Bases: _PrintableMixin

Parameter that modify the forward/backward weights during hardware-aware training.

Parameters:

std_dev (float) –
per_batch_sample (bool) –
res (float) –
sto_round (bool) –
dorefa_clip (float) –
pdrop (float) –
enable_during_test (bool) –
rel_to_actual_wmax (bool) –
assumed_wmax (float) –
copy_last_column (bool) –
coeffs (List[float]) –
type (WeightModifierType) –
g_max (float) –
pcm_zero_thres (float) –
pcm_t_inference (float) –
pcm_prob_at_reset (float) –
pcm_prob_at_gmax (float) –
pcm_prob_at_random (float) –
pcm_t0 (float) –

assumed_wmax: float = 1.0

Assumed weight value that is mapped to the maximal conductance.

This is typically 1.0. This parameter will be ignored if rel_to_actual_wmax is set.

bindings_class: ClassVar[str | Type | None] = 'WeightModifierParameter'

bindings_module: ClassVar[str] = 'tiles'

coeffs: List[float]

Coefficients for the POLY weight modifier type.

See WeightModifierType for details.

copy_last_column: bool = False: Whether to not apply noise to the last column (which usually contains the bias values).

dorefa_clip: float = 0.6: Parameter for DoReFa.

enable_during_test: bool = False: Whether to use the last modified weight matrix during testing.

Caution

This will not remove drop connect or any other noise during evaluation, and thus should only used with care.

g_max: float = 25.0: PCM_NOISE and PROG_NOISE parameter, \(g_\text{max}\) setting in \(\mu S\).

pcm_prob_at_gmax: float = 0.0: PCM_NOISE parameter, probability of devices being at \(g_\text{max}\).

pcm_prob_at_random: float = 0.0: PCM_NOISE parameter, probability of devices being at random value in the range.

pcm_prob_at_reset: float = 0.0: PCM_NOISE parameter, probability of reset.

pcm_t0: float = 20.0: PCM_NOISE parameter, programming conversion time in seconds.

pcm_t_inference: float = 0.0: PCM_NOISE parameter, time of inference.

pcm_zero_thres: float = 0.0: PCM_NOISE parameter

pdrop: float = 0.0

Drop connect probability.

Drop connect sets weights to zero with the given probability. This implements drop connect.

Important

Drop connect can be used with any other modifier type in combination.

per_batch_sample: bool = False

Should we resample noise for each sample in the batch.

This parameter only affects is used when using the TorchSimulatorTile. In case of RPUCudaTile it will throw an error.

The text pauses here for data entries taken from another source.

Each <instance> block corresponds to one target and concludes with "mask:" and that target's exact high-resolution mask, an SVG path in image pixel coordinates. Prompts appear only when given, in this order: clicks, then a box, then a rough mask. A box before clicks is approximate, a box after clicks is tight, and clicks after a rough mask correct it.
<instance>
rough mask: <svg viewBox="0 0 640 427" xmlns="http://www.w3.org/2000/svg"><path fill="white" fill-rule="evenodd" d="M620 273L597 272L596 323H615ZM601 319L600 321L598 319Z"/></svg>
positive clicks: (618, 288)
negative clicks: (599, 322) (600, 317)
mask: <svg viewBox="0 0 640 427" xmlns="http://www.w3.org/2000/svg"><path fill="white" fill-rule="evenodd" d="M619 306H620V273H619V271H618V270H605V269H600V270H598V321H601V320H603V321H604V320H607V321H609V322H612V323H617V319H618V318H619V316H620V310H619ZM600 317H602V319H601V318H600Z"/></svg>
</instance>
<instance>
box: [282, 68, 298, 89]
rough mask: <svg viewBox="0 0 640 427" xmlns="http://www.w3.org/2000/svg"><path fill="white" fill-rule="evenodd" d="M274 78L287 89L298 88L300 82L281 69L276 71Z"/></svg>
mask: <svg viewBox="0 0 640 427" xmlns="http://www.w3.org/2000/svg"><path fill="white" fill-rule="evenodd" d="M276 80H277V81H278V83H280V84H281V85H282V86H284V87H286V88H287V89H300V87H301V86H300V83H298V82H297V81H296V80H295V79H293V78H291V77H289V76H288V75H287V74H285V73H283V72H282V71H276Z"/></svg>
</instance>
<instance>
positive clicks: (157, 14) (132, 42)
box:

rel_to_actual_wmax: bool = True

Whether to calculate the abs max of the weight and apply noise relative to this number.

If set to False, assumed_wmax is taken as relative units.

res: float = 0.0

Resolution of the discretization.

The invert of res gives the number of equal sized steps in \(-a_\text{max}\ldots,a_\text{max}\) where the \(a_\text{max}\) is either given by the abs max (if rel_to_actual_wmax is set) or assumed_wmax otherwise.

res is only used in the modifier types DoReFa, Discretize, and DiscretizeAddNormal.

std_dev: float = 0.0

Standard deviation of the added noise to the weight matrix.

This parameter affects the modifier types AddNormal, MultNormal and DiscretizeAddNormal.

Note

If the parameter rel_to_actual_wmax is set then the std_dev is computed in relative terms to the abs max of the given weight matrix, otherwise it in relative terms to the assumed max, which is set by assumed_wmax.

sto_round: bool = False

Whether the discretization is done with stochastic rounding enabled.

sto_round is only used in the modifier types DoReFa, Discretize, and DiscretizeAddNormal.

type: WeightModifierType: Type of the weight modification.

class aihwkit.simulator.parameters.inference.WeightRemapParameter(remapped_wmax=1.0, max_scale_range=0.0, max_scale_ref=0.0, type=<factory>)[source]

Bases: _PrintableMixin

Parameter that remap the weights during hardware-aware training.

Important

A remap type has to be set before any of the parameter changes take any effect.

Parameters:

remapped_wmax (float) –
max_scale_range (float) –
max_scale_ref (float) –
type (WeightRemapType) –

bindings_class: alias of WeightRemapParameter

max_scale_range: float = 0.0: Maximal range of scale values. Use zero to turn any restrictions off (default).

max_scale_ref: float = 0.0: Reference scale that use used as minimal scale for determining the scale range.

remapped_wmax: float = 1.0: Assumed max of weight, ie the value of the weight the maximal conductance is mapped to. Typically 1.0.

type: WeightRemapType: Type of clipping.